Tertuliano só descobriu o que era
bom na vida quando chegou ao fim
da própria -e aí devia ser tarde. Fez
um roteiro às avessas de Agostinho,
que foi devasso na mocidade e santo
na velhice. "Fazei-me casto, Senhor,
mas não agora!", pedia ele em suas
orações.
Mas fico mesmo com Tertuliano,
que só com a idade descobriu que pecar é bom. Isso me aproxima dele,
embora eu tenha descoberto o encanto do pecado quando era criancinha.
Contudo somente agora, com os invernos acumulados na alma e na carne suficientemente pecadora, descobri que comer pipoca é bom.
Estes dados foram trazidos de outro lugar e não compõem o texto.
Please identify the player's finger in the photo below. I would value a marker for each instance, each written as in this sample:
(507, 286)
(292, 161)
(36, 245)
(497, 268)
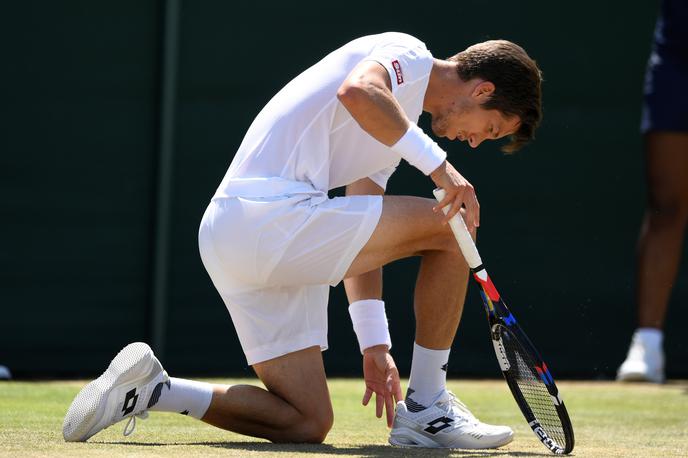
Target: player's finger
(455, 207)
(472, 209)
(389, 407)
(448, 199)
(396, 390)
(366, 396)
Passei uma vida inteira desprezando a pipoca. Quando via uma dessas
carrocinhas na porta dos cinemas,
passava longe para não embrulhar o
estômago.
Eis que Natália, uma netinha que
mora em Washington, veio passar
uns dias aqui em casa e, numa noite
dessas, fez pipoca no microondas.
Um cheiro bom de manteiga tomou
conta da casa, e ela veio oferecer uma
tigela com pipocas enormes, brancas
e perfumadas.
Eu estava vendo um documentário
sobre a extinção das baleias e confesso que poucas vezes me chateei tanto,
embora nada tenha contra as baleias. Mas as pipocas que Natália me
ofereceu eram boas, excelentes. Mudei de canal e peguei o finzinho de
uma comédia dos Três Patetas.
Também não gostava deles, mas
combinaram bem e saboreei os quatro, os três patetas e a pipoca amanteigada. Daí que me lembrei de Tertuliano, que só com a idade descobriu
as coisas boas da vida.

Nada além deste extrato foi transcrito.